25. „Es wird nützlich sein, von nun an zu schreiben...“[editar]

Ratternd und schwankend fuhr der schwerbepackte, bestaubte Postwagen über das Pflaster der Hafenstraße von Calais und hielt am Beginn der Mole.
Es war ein früher, heller Herbstmorgen des Jahres 1676, ein Morgen, an dem unter dem Wehen einer leichten Brise lange Wogenzüge mit weißen Gischtkuppen von Süden nach Norden rollten. Ein Morgen, der so sichtig war, daß man wie einen geisterhaften Dunststreifen die weißen Kreideklippen Englands weit draußen über der tiefen Blaue des Kanals wahrnahm.
Nur wenige Personen entstiegen dem Wagen.
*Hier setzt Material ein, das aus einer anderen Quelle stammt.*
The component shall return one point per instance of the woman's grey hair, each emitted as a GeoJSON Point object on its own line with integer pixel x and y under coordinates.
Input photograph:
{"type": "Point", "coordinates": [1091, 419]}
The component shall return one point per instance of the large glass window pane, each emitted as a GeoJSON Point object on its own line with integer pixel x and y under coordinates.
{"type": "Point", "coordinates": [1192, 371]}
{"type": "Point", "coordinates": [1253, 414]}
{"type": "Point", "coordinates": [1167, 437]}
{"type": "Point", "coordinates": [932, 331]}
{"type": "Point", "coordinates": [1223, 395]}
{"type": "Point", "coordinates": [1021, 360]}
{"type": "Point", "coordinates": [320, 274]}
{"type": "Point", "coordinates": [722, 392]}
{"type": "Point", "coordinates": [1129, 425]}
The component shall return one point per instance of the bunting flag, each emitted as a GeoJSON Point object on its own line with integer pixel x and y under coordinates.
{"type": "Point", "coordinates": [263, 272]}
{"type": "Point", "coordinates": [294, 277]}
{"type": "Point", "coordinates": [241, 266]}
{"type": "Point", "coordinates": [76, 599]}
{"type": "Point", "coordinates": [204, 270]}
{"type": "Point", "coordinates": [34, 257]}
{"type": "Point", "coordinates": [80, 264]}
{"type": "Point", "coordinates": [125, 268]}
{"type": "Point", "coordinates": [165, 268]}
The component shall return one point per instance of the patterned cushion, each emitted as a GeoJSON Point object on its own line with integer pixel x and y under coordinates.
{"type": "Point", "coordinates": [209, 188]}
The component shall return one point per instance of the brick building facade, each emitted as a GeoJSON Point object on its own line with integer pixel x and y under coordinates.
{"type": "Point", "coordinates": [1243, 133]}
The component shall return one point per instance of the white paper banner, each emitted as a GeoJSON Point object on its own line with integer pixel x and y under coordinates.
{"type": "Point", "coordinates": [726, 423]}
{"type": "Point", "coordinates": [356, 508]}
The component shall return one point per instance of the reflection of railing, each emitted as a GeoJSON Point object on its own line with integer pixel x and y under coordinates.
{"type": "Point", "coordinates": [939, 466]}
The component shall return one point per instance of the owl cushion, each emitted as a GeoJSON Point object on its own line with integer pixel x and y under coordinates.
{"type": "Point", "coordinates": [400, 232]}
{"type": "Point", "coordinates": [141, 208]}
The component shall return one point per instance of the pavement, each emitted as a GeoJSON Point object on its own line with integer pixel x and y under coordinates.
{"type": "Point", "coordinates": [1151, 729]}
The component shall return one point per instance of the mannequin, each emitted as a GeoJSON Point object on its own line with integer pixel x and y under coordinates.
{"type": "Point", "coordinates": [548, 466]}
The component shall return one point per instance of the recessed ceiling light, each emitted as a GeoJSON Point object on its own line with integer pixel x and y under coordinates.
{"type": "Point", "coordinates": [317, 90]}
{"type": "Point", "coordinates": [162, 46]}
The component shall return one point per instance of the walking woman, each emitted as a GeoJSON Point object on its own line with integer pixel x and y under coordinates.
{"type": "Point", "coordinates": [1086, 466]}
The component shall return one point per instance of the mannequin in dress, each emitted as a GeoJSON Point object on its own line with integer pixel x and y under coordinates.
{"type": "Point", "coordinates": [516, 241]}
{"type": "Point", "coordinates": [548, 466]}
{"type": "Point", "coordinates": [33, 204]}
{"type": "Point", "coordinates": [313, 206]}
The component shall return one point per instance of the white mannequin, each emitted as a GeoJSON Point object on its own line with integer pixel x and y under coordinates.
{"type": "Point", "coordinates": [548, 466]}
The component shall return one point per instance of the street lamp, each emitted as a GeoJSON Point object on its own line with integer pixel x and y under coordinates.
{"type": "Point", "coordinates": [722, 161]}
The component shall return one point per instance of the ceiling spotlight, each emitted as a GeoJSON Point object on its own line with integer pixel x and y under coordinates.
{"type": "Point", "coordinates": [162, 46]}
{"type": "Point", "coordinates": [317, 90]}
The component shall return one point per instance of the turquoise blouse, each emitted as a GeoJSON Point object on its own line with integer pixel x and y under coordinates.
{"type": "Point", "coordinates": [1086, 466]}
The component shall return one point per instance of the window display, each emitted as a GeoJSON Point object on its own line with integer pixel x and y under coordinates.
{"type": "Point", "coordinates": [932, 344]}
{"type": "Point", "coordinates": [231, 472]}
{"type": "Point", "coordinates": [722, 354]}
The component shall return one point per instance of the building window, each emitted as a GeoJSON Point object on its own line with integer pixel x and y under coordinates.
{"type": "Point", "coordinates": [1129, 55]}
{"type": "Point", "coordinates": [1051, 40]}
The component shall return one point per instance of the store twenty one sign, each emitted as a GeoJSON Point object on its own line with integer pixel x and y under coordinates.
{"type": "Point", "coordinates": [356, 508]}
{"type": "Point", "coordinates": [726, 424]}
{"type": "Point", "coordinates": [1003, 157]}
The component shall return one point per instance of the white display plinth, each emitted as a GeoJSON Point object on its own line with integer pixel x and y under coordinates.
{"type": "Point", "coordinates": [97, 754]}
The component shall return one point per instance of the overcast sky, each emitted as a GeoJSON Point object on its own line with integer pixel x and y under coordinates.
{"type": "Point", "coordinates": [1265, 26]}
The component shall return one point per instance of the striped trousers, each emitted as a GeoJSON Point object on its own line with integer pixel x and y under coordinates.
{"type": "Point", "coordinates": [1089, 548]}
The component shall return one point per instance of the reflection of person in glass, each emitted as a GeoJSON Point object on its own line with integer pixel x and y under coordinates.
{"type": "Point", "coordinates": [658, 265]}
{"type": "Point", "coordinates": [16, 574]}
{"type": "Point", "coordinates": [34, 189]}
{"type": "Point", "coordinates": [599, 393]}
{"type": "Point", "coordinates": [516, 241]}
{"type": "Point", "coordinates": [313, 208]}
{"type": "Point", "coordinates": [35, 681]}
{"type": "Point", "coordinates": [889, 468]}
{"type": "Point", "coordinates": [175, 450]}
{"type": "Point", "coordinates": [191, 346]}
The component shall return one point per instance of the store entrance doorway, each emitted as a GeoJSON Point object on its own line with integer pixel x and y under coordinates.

Unter ihnen Leibniz, der sich enger in seinen Mantel hüllte, da ihm die frische Salzluft ein Frösteln über die Glieder jagte. Eilfertig kletterte sein Diener vom Kutschbock und machte sich daran, das immerhin große und schwere Gepäck loszuschnüren.
„Sie werden heute eine schnelle und gute Überfahrt haben“, sprach ein herumlungernder Matrose Leibniz an. „Vorausgesetzt, daß der Kapitän endlich mit dem Verladen der Weinfässer fertig wird.“ Und der Matrose zeigte mit dem Daumen über den Rücken gegen den Platz, wo das kleine Segelschiff vertäut lag und wo ein hastiges Umherwimmeln von Schiffern und das Gepolter und Gerolle von Fässern bemerkbar war.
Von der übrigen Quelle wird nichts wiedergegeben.